Theodor Reich

Austrian painter, printer, chronophotographer, inventor

Theodor Reich shared with many in his generation an inventive turn of mind, a momentary flirtation with the cinema, and an ability to forsee its possibilities. Born in Vienna and educated as a painter and printmaker, he worked in photography in the 1880s, and for the sports journalist Habnit sketched a chronophotographic camera for taking three or four pictures per second to analyse the motions of flight, but neither of the two friends could afford to make the apparatus. Moving to London, he worked as a photographic technician and printer, inventing and improving a method of photogravure printing widely used in Europe and America.

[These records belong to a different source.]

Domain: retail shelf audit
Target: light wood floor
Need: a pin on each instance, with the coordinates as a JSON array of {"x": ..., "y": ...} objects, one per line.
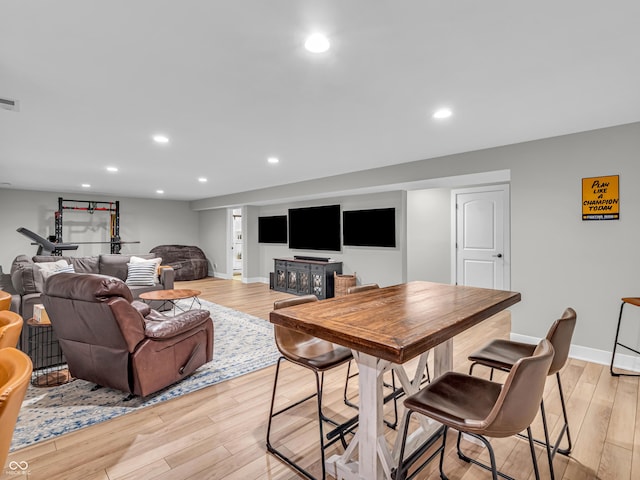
[{"x": 219, "y": 432}]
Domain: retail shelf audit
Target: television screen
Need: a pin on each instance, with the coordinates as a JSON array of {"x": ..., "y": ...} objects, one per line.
[
  {"x": 369, "y": 228},
  {"x": 315, "y": 228},
  {"x": 272, "y": 229}
]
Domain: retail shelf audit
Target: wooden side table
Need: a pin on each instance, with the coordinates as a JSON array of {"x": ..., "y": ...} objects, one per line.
[{"x": 48, "y": 362}]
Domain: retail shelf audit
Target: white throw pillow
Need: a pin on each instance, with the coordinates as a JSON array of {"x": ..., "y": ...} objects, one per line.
[
  {"x": 156, "y": 261},
  {"x": 142, "y": 273}
]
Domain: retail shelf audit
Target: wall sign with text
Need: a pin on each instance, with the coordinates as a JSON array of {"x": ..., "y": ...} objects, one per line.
[{"x": 601, "y": 198}]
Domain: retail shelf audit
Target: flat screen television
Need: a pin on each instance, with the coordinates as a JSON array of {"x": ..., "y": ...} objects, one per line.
[
  {"x": 272, "y": 229},
  {"x": 369, "y": 228},
  {"x": 315, "y": 228}
]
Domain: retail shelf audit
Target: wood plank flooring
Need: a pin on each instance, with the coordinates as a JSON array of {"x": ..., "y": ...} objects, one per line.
[{"x": 219, "y": 432}]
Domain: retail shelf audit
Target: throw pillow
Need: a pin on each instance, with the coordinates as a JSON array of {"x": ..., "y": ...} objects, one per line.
[
  {"x": 142, "y": 273},
  {"x": 155, "y": 261}
]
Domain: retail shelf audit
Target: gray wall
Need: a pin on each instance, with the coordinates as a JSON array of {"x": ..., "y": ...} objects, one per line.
[
  {"x": 151, "y": 222},
  {"x": 429, "y": 235}
]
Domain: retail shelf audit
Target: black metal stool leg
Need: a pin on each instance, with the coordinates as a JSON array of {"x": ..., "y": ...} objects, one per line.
[{"x": 615, "y": 347}]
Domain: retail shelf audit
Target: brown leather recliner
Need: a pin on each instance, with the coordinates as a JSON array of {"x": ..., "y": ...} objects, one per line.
[{"x": 114, "y": 341}]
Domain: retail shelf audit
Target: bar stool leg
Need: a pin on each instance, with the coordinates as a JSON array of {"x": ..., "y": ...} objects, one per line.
[{"x": 615, "y": 346}]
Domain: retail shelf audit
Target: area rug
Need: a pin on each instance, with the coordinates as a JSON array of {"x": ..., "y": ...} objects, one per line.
[{"x": 242, "y": 344}]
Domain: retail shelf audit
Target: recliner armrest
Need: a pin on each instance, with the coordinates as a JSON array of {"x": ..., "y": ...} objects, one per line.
[
  {"x": 157, "y": 326},
  {"x": 142, "y": 307}
]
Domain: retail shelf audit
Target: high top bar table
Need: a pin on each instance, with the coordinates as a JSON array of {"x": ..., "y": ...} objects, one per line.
[{"x": 386, "y": 328}]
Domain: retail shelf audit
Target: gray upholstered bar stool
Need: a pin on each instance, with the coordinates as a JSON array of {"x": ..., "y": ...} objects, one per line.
[
  {"x": 503, "y": 354},
  {"x": 318, "y": 356},
  {"x": 480, "y": 408}
]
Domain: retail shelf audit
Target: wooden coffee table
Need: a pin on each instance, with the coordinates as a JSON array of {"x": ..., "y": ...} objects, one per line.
[{"x": 171, "y": 296}]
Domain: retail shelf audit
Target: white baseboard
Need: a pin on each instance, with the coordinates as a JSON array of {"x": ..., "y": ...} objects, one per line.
[{"x": 602, "y": 357}]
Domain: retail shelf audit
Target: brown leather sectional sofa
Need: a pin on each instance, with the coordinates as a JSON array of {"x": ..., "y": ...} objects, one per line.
[
  {"x": 188, "y": 261},
  {"x": 28, "y": 282}
]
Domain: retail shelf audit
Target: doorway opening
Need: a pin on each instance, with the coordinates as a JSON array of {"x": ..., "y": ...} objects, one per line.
[{"x": 236, "y": 243}]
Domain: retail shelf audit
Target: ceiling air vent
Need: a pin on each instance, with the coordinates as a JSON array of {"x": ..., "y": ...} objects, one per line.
[{"x": 9, "y": 104}]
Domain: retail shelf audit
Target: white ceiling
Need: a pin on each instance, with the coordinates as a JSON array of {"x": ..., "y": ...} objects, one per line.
[{"x": 230, "y": 84}]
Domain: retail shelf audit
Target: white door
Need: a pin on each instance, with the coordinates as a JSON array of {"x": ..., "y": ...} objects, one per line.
[{"x": 482, "y": 249}]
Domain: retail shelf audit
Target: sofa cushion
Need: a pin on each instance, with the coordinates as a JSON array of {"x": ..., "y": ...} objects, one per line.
[
  {"x": 22, "y": 275},
  {"x": 44, "y": 270},
  {"x": 85, "y": 264}
]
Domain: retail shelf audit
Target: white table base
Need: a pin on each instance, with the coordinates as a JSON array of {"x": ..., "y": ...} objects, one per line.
[{"x": 375, "y": 459}]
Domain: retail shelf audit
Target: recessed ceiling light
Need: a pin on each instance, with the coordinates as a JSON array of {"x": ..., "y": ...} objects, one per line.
[
  {"x": 317, "y": 43},
  {"x": 442, "y": 113}
]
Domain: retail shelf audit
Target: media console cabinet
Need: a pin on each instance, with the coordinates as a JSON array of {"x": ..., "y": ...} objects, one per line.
[{"x": 306, "y": 275}]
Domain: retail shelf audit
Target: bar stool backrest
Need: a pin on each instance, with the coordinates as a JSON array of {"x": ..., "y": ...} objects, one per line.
[
  {"x": 560, "y": 335},
  {"x": 293, "y": 344},
  {"x": 519, "y": 400}
]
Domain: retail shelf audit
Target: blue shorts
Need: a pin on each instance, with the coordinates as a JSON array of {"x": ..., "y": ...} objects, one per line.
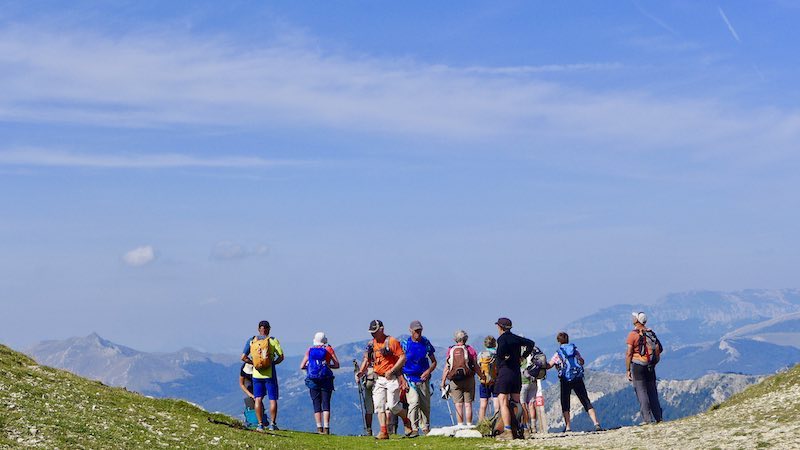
[
  {"x": 266, "y": 387},
  {"x": 486, "y": 391}
]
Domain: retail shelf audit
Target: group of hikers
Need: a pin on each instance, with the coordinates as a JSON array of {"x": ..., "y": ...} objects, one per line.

Inspired again by the analysis of flight, in 1895 he commissioned the London mechanic Keppel to make a new chronophotographic apparatus using 42 mm wide film and a claw intermittent, capable of making about ten exposures per second with which he photographed pigeons in flight. He later claimed many private projections with the apparatus, unaware of other work in the field, beginning in May 1895, but an improved version was not patented until June 1896. The following year, a further patent was issued to Reich and John Henry Hill Duncan for a self-perforating combination projector and camera. In mid-1896, a company was formed to exploit Reich's machine, but all plans were abandoned after two consecutive fires caused by the lamphouse igniting the film. Reich remained in London until 1904 working as a printer and a photographic technician, then returned to Vienna to end his career as the head of the photogravure department of an illustrated magazine.